Joe's Air Blog

An occasional Brain Dump, from the creator of Joe's SeaBlog

Tuesday, October 24, 2006

Snowe must Go

I've been thinking that I ought to write a blog entry about Maine's incumbent senator Olympia Snowe, and how it is time for her to be removed from the Senate. Per usual, Wisdom Weasel has done all of the heavy lifting on the issue, and his comments reflect much of what I would say on the matter.

For all of the moderate Democrats and Independents in Maine who don't like the direction that the Congress is heading, but who push-button Snowe's re-election because "she's a moderate," and "she does a good job representing the interests of Maine," there is one sentence in Weasel's post that is pertinent, if a bit underserved:

In reality all Snowe represents is a warm body helping to shore up the
Republican majority; to be patronized by the leadership on matters pertaining to
lobsters and lighthouses but otherwise just counted as another vote for the GOP.


Snowe is "helping to shore up the Republican majority." This means that the Republicans get to set the Senate agenda, get to have majorities on all the senate committees, and get to direct the debate on the Senate floor. A vote for Snowe helps to perpetuate the Republican agenda, no matter if she is a moderate legislator. And, as Weasel so convincingly points out, if Olympia Snowe was once a moderate, she is no more. The only time she breaks lockstep with the GOP agenda is when the the outcome is not in doubt. A token bone to her constituancy to enable her to wave the "moderate" flag.

My support will go to the Democratic challenger Jean Hay Bright, the journalist, organic farmer and former homesteader from Dixmont. Hay Bright wants to pull out of Iraq, supports single-payor health care (might as well join the rest of the industrialized world!), supports renewable energy investment, and wants to protect the environment, all values that I share.

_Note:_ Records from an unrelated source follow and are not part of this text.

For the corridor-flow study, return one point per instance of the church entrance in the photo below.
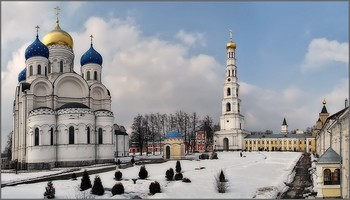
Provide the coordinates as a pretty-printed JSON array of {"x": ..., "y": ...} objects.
[
  {"x": 225, "y": 144},
  {"x": 167, "y": 152}
]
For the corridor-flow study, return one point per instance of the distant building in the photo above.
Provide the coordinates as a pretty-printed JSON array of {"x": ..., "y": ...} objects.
[
  {"x": 332, "y": 136},
  {"x": 174, "y": 146}
]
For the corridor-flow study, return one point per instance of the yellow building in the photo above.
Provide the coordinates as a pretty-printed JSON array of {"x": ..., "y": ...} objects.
[
  {"x": 174, "y": 146},
  {"x": 280, "y": 142},
  {"x": 284, "y": 141},
  {"x": 332, "y": 138}
]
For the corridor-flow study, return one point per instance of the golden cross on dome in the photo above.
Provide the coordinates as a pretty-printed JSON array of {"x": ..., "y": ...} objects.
[
  {"x": 57, "y": 10},
  {"x": 37, "y": 29},
  {"x": 91, "y": 36}
]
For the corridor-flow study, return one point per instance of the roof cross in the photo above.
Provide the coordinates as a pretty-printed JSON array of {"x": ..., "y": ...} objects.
[{"x": 37, "y": 29}]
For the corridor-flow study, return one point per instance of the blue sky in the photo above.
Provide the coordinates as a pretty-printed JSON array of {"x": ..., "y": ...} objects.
[{"x": 290, "y": 55}]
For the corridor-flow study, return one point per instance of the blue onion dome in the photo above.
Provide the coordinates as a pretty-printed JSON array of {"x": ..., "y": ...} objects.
[
  {"x": 173, "y": 134},
  {"x": 22, "y": 75},
  {"x": 91, "y": 56},
  {"x": 37, "y": 48}
]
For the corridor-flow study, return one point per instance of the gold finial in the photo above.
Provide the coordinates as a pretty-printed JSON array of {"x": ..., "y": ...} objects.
[
  {"x": 91, "y": 36},
  {"x": 37, "y": 29},
  {"x": 57, "y": 12}
]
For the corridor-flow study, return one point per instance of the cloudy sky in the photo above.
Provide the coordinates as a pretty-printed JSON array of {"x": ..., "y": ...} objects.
[{"x": 169, "y": 56}]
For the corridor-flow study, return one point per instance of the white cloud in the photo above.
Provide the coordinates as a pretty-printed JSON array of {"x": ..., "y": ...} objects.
[
  {"x": 322, "y": 52},
  {"x": 191, "y": 38}
]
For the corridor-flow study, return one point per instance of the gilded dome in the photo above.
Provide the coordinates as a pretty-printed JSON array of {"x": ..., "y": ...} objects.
[
  {"x": 91, "y": 56},
  {"x": 37, "y": 48},
  {"x": 231, "y": 45},
  {"x": 58, "y": 36}
]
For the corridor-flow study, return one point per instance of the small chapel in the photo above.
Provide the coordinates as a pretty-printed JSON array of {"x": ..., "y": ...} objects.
[{"x": 61, "y": 117}]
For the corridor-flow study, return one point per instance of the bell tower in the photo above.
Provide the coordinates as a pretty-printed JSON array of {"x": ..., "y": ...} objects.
[
  {"x": 231, "y": 134},
  {"x": 231, "y": 117}
]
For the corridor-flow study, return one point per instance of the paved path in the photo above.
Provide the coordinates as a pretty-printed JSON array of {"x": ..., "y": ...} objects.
[{"x": 301, "y": 180}]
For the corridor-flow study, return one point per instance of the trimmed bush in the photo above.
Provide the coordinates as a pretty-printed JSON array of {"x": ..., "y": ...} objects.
[
  {"x": 222, "y": 177},
  {"x": 178, "y": 167},
  {"x": 169, "y": 174},
  {"x": 143, "y": 173},
  {"x": 204, "y": 156},
  {"x": 118, "y": 175},
  {"x": 85, "y": 181},
  {"x": 97, "y": 188},
  {"x": 221, "y": 182},
  {"x": 178, "y": 176},
  {"x": 74, "y": 176},
  {"x": 118, "y": 188},
  {"x": 49, "y": 191},
  {"x": 154, "y": 187},
  {"x": 186, "y": 180}
]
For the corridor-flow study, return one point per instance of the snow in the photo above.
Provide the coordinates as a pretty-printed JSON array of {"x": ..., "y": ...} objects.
[{"x": 258, "y": 175}]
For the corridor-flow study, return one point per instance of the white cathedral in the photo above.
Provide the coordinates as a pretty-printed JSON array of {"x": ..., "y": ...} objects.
[
  {"x": 231, "y": 134},
  {"x": 62, "y": 118}
]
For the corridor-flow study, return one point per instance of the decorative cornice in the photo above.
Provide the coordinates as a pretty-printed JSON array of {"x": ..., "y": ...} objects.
[
  {"x": 74, "y": 111},
  {"x": 103, "y": 113},
  {"x": 42, "y": 111}
]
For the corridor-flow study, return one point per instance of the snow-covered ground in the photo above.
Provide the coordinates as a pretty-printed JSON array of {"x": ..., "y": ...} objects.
[{"x": 258, "y": 175}]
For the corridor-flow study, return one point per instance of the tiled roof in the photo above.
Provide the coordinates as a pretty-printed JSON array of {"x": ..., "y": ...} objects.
[
  {"x": 329, "y": 157},
  {"x": 289, "y": 135}
]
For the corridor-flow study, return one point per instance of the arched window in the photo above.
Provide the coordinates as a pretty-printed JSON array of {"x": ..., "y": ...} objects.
[
  {"x": 30, "y": 70},
  {"x": 336, "y": 177},
  {"x": 39, "y": 69},
  {"x": 228, "y": 91},
  {"x": 61, "y": 66},
  {"x": 88, "y": 134},
  {"x": 100, "y": 136},
  {"x": 228, "y": 107},
  {"x": 327, "y": 179},
  {"x": 95, "y": 75},
  {"x": 36, "y": 137},
  {"x": 51, "y": 136},
  {"x": 71, "y": 135}
]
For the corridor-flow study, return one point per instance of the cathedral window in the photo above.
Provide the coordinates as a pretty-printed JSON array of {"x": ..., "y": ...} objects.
[
  {"x": 327, "y": 177},
  {"x": 228, "y": 107},
  {"x": 100, "y": 136},
  {"x": 39, "y": 69},
  {"x": 336, "y": 177},
  {"x": 30, "y": 70},
  {"x": 88, "y": 135},
  {"x": 36, "y": 137},
  {"x": 51, "y": 136},
  {"x": 61, "y": 66},
  {"x": 71, "y": 135},
  {"x": 95, "y": 75}
]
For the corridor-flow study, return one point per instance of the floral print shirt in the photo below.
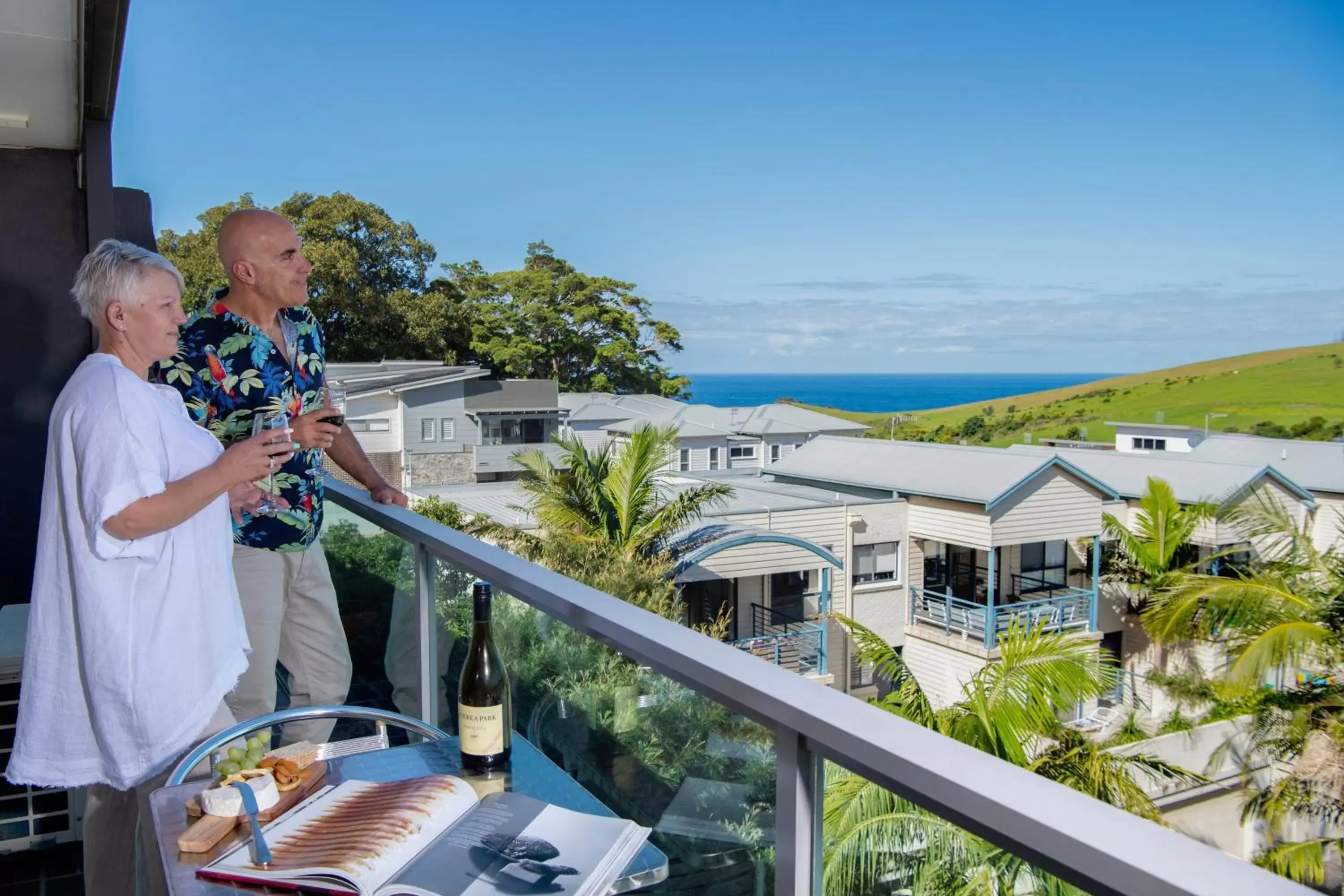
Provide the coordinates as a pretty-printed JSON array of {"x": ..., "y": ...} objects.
[{"x": 228, "y": 371}]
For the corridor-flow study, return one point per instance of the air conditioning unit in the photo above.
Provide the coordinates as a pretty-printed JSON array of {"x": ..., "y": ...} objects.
[{"x": 29, "y": 816}]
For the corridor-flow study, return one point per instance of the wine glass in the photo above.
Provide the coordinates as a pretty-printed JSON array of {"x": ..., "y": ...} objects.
[
  {"x": 335, "y": 400},
  {"x": 263, "y": 422}
]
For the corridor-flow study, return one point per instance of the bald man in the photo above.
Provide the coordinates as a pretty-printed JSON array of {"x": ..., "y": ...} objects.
[{"x": 257, "y": 349}]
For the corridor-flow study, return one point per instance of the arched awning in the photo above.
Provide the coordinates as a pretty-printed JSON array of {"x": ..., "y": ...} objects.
[{"x": 702, "y": 542}]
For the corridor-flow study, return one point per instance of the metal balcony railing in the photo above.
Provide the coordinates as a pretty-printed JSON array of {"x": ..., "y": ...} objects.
[
  {"x": 1089, "y": 844},
  {"x": 1066, "y": 609}
]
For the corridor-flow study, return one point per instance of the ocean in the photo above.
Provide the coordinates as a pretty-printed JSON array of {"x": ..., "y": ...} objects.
[{"x": 874, "y": 393}]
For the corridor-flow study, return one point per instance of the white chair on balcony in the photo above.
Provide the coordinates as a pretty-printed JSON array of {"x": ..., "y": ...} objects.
[
  {"x": 1096, "y": 720},
  {"x": 335, "y": 750}
]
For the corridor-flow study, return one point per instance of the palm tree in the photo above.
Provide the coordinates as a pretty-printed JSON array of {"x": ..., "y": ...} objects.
[
  {"x": 615, "y": 496},
  {"x": 875, "y": 839},
  {"x": 1288, "y": 613},
  {"x": 1156, "y": 551}
]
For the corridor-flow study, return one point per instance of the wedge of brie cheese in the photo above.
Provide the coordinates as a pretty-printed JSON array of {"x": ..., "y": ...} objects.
[{"x": 226, "y": 801}]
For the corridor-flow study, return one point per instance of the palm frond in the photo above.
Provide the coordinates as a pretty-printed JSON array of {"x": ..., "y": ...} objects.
[{"x": 1303, "y": 862}]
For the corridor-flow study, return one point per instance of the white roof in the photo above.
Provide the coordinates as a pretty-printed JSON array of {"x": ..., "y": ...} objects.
[
  {"x": 1314, "y": 465},
  {"x": 956, "y": 472},
  {"x": 765, "y": 420},
  {"x": 604, "y": 406},
  {"x": 1191, "y": 481},
  {"x": 752, "y": 495}
]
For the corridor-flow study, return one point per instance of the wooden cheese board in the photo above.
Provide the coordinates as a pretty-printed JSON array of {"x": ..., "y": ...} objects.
[{"x": 207, "y": 831}]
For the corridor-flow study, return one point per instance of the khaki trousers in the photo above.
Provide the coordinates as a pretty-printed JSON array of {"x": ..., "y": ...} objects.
[
  {"x": 120, "y": 848},
  {"x": 289, "y": 606}
]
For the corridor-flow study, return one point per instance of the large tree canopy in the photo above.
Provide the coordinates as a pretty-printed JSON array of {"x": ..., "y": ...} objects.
[{"x": 370, "y": 291}]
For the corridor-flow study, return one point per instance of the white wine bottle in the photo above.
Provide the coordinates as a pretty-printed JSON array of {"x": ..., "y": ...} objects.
[{"x": 484, "y": 704}]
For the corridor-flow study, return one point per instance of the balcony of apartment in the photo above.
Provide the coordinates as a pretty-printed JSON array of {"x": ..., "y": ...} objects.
[
  {"x": 980, "y": 594},
  {"x": 722, "y": 755},
  {"x": 498, "y": 456},
  {"x": 750, "y": 579}
]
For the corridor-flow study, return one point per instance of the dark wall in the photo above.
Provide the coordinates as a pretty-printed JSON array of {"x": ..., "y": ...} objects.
[{"x": 43, "y": 237}]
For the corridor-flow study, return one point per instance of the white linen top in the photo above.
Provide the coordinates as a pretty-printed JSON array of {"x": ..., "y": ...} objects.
[{"x": 131, "y": 644}]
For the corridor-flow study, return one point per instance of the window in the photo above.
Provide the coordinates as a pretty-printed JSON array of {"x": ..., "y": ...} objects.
[
  {"x": 875, "y": 562},
  {"x": 1043, "y": 566}
]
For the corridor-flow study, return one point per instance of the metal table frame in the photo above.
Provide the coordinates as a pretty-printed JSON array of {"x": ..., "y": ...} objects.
[{"x": 531, "y": 773}]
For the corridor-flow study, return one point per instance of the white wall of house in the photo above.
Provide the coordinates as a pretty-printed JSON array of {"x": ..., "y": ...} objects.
[
  {"x": 1328, "y": 521},
  {"x": 776, "y": 448},
  {"x": 373, "y": 420},
  {"x": 941, "y": 671},
  {"x": 879, "y": 605},
  {"x": 1054, "y": 505},
  {"x": 746, "y": 462},
  {"x": 955, "y": 521},
  {"x": 702, "y": 454},
  {"x": 1272, "y": 491},
  {"x": 1176, "y": 439}
]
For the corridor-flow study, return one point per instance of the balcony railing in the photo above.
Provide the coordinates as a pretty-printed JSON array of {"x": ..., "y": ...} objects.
[
  {"x": 799, "y": 649},
  {"x": 1065, "y": 609},
  {"x": 1082, "y": 841}
]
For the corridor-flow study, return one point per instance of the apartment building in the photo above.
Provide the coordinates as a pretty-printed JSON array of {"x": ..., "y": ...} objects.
[
  {"x": 711, "y": 439},
  {"x": 1316, "y": 466},
  {"x": 991, "y": 538},
  {"x": 775, "y": 560},
  {"x": 429, "y": 424}
]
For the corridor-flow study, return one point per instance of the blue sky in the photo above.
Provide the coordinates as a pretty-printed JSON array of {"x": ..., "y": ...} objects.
[{"x": 840, "y": 187}]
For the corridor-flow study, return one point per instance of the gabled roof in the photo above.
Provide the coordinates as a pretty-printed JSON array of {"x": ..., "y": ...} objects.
[
  {"x": 605, "y": 406},
  {"x": 702, "y": 540},
  {"x": 694, "y": 421},
  {"x": 953, "y": 472},
  {"x": 1314, "y": 465},
  {"x": 1191, "y": 481},
  {"x": 397, "y": 377}
]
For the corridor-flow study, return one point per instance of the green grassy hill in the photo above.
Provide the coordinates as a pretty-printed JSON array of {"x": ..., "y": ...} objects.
[{"x": 1266, "y": 393}]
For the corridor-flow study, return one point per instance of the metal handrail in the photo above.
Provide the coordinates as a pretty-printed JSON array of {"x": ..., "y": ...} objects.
[
  {"x": 284, "y": 716},
  {"x": 1098, "y": 848}
]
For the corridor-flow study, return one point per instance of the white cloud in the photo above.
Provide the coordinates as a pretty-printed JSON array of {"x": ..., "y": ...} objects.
[{"x": 1004, "y": 330}]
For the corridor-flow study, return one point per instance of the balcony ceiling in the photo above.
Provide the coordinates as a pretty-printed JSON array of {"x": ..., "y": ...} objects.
[
  {"x": 58, "y": 65},
  {"x": 39, "y": 73}
]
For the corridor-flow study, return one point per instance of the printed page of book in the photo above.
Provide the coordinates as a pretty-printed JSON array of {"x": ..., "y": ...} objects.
[
  {"x": 361, "y": 831},
  {"x": 514, "y": 844}
]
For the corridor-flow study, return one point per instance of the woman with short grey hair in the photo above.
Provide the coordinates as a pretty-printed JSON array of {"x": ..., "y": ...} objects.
[{"x": 135, "y": 632}]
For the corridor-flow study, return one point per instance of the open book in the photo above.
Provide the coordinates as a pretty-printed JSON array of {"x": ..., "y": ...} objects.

Bill Slavick is the Independent in the race, and while I find his forthrightness to be quite enjoyable, there are a couple of areas where we aren't so well aligned, and I question whether he has the political chops to make a difference in Washington without a party backing him up (as opposed to Vermont Independent Bernie Sanders, who has been in the House for many years and who, in fact, has the endorsement of Vermont Democrats, who did not enter a candidate in the race.) Slavick's web site is worth a read.

Labels:

5 Comments:

At 9:39 AM, Blogger Wisdom Weasel said...

Thanks for the kind words and back link, old pal.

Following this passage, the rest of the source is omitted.